In a letter to Defense Department acting Inspector General Sean O’Donnell, the lawmakers outlined questions they want included in the investigation, which launched last month, of the January decision to move the headquarters from Colorado Springs to Huntsville, Ala.
Specifically, the senators want to know how the Pentagon sidelined an earlier, 2019 competition to choose a location for the command and relied instead on a “new and untested process” for the subsequent evaluation in 2020.
The senators “expressed concern that the Trump White House injected politics into the process,” Colorado Sens. John Hickenlooper (D) and Michael Bennet (D), who led the letter, said in a joint statement.
The letter was also signed by Sens. Dianne Feinstein (D-Calif.), Deb Fischer (R-Neb.), Alex Padilla (D-Calif.), Martin Heinrich (D-N.M.), and Ben Ray Luján (D-N.M.).

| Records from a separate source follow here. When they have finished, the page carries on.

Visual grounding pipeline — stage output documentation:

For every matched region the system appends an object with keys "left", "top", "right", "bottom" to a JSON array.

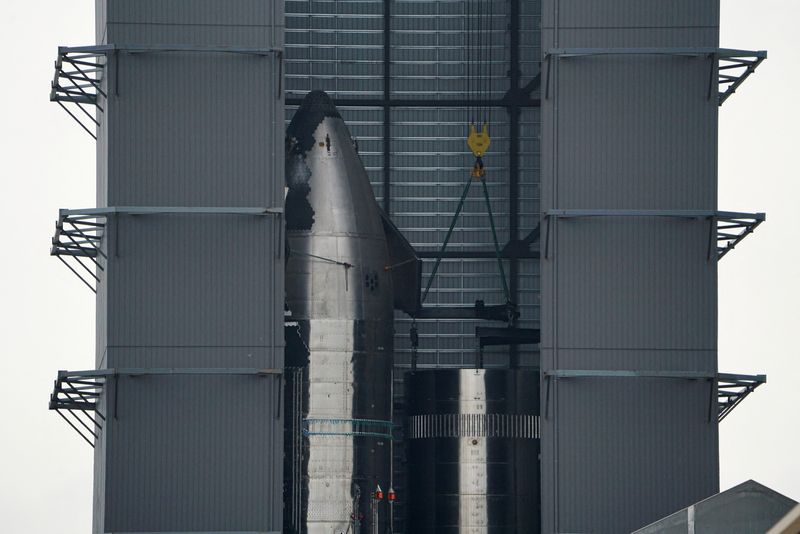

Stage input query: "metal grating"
[
  {"left": 285, "top": 0, "right": 385, "bottom": 99},
  {"left": 390, "top": 0, "right": 509, "bottom": 100}
]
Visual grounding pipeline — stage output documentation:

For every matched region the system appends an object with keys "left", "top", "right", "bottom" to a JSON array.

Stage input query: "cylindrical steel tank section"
[
  {"left": 405, "top": 369, "right": 540, "bottom": 533},
  {"left": 284, "top": 91, "right": 394, "bottom": 534}
]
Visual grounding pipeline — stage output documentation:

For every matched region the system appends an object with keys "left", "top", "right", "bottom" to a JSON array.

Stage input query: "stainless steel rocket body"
[
  {"left": 405, "top": 369, "right": 541, "bottom": 534},
  {"left": 284, "top": 91, "right": 394, "bottom": 534}
]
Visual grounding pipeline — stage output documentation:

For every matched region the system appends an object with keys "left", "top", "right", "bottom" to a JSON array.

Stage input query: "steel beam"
[
  {"left": 382, "top": 0, "right": 391, "bottom": 215},
  {"left": 286, "top": 97, "right": 540, "bottom": 109},
  {"left": 60, "top": 206, "right": 283, "bottom": 217},
  {"left": 507, "top": 0, "right": 522, "bottom": 368},
  {"left": 544, "top": 370, "right": 715, "bottom": 379},
  {"left": 57, "top": 368, "right": 282, "bottom": 378},
  {"left": 546, "top": 209, "right": 765, "bottom": 219},
  {"left": 415, "top": 301, "right": 517, "bottom": 322},
  {"left": 545, "top": 48, "right": 767, "bottom": 106},
  {"left": 476, "top": 327, "right": 540, "bottom": 347},
  {"left": 416, "top": 247, "right": 538, "bottom": 260},
  {"left": 59, "top": 44, "right": 281, "bottom": 56},
  {"left": 546, "top": 47, "right": 767, "bottom": 59},
  {"left": 543, "top": 209, "right": 765, "bottom": 260}
]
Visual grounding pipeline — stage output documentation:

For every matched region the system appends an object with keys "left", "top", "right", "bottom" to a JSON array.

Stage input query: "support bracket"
[
  {"left": 51, "top": 44, "right": 283, "bottom": 138},
  {"left": 51, "top": 206, "right": 283, "bottom": 292},
  {"left": 49, "top": 367, "right": 283, "bottom": 447},
  {"left": 542, "top": 209, "right": 765, "bottom": 261},
  {"left": 543, "top": 370, "right": 766, "bottom": 422},
  {"left": 544, "top": 47, "right": 767, "bottom": 106}
]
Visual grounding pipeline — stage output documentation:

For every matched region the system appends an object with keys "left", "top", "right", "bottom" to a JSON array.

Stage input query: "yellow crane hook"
[{"left": 467, "top": 123, "right": 490, "bottom": 178}]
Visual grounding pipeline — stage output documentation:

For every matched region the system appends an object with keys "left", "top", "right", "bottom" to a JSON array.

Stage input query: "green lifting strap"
[{"left": 421, "top": 172, "right": 511, "bottom": 305}]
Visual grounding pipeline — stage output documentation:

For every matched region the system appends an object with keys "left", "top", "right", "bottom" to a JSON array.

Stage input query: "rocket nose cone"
[
  {"left": 297, "top": 90, "right": 341, "bottom": 119},
  {"left": 287, "top": 91, "right": 342, "bottom": 152}
]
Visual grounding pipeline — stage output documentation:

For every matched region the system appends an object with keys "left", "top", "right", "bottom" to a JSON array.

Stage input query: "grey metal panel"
[
  {"left": 548, "top": 218, "right": 717, "bottom": 350},
  {"left": 106, "top": 24, "right": 283, "bottom": 48},
  {"left": 107, "top": 0, "right": 283, "bottom": 27},
  {"left": 96, "top": 0, "right": 107, "bottom": 44},
  {"left": 106, "top": 347, "right": 278, "bottom": 369},
  {"left": 548, "top": 56, "right": 717, "bottom": 210},
  {"left": 95, "top": 38, "right": 110, "bottom": 371},
  {"left": 541, "top": 28, "right": 719, "bottom": 50},
  {"left": 552, "top": 349, "right": 717, "bottom": 373},
  {"left": 92, "top": 393, "right": 108, "bottom": 534},
  {"left": 104, "top": 374, "right": 282, "bottom": 532},
  {"left": 94, "top": 197, "right": 109, "bottom": 369},
  {"left": 105, "top": 0, "right": 283, "bottom": 48},
  {"left": 106, "top": 216, "right": 281, "bottom": 348},
  {"left": 542, "top": 1, "right": 719, "bottom": 30},
  {"left": 105, "top": 53, "right": 282, "bottom": 206},
  {"left": 541, "top": 374, "right": 718, "bottom": 533}
]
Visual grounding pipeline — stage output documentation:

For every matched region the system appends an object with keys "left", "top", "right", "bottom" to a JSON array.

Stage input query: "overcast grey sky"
[
  {"left": 0, "top": 1, "right": 797, "bottom": 532},
  {"left": 716, "top": 0, "right": 799, "bottom": 503}
]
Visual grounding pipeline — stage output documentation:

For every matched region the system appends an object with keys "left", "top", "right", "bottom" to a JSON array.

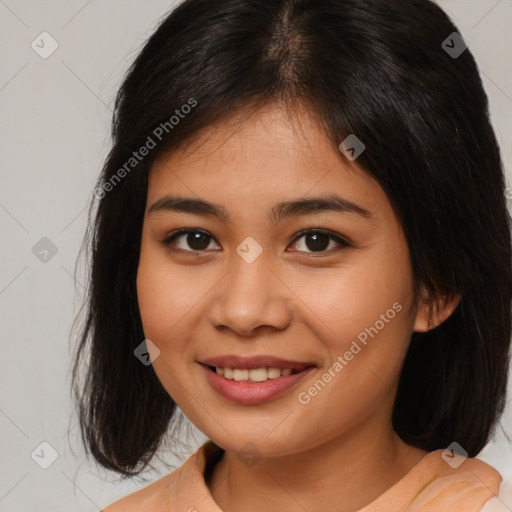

Peterson Air Force Base is the current provisional headquarters of Space Command until 2026, though the Trump administration in its final days announced that Huntsville would become its new location. The decision reportedly went against Pentagon advisers who pressed to keep the command and its 1,400 troops in Colorado.
Peterson was one of five other finalists in the competition that ended up taking two years and included Brevard County, Fla.; Kirtland Air Force Base, N.M.; Offutt Air Force Base, Neb.; and Port San Antonio, Texas.
Following the announced switch, lawmakers urged the Pentagon and White House to review the decision before moving forward.
The senators now want to know whether the Pentagon’s criteria in evaluating the finalists gave “a consistent, objective, and fair representation of each site’s qualities and conditions,” and whether the department examined sites for existing military facilities that could save on construction dollars.
“Did the Department of Defense consider each of the sites’ existing infrastructure in evaluating costs?” the lawmakers ask.
The Government Accountability Office has also opened a review into the decision.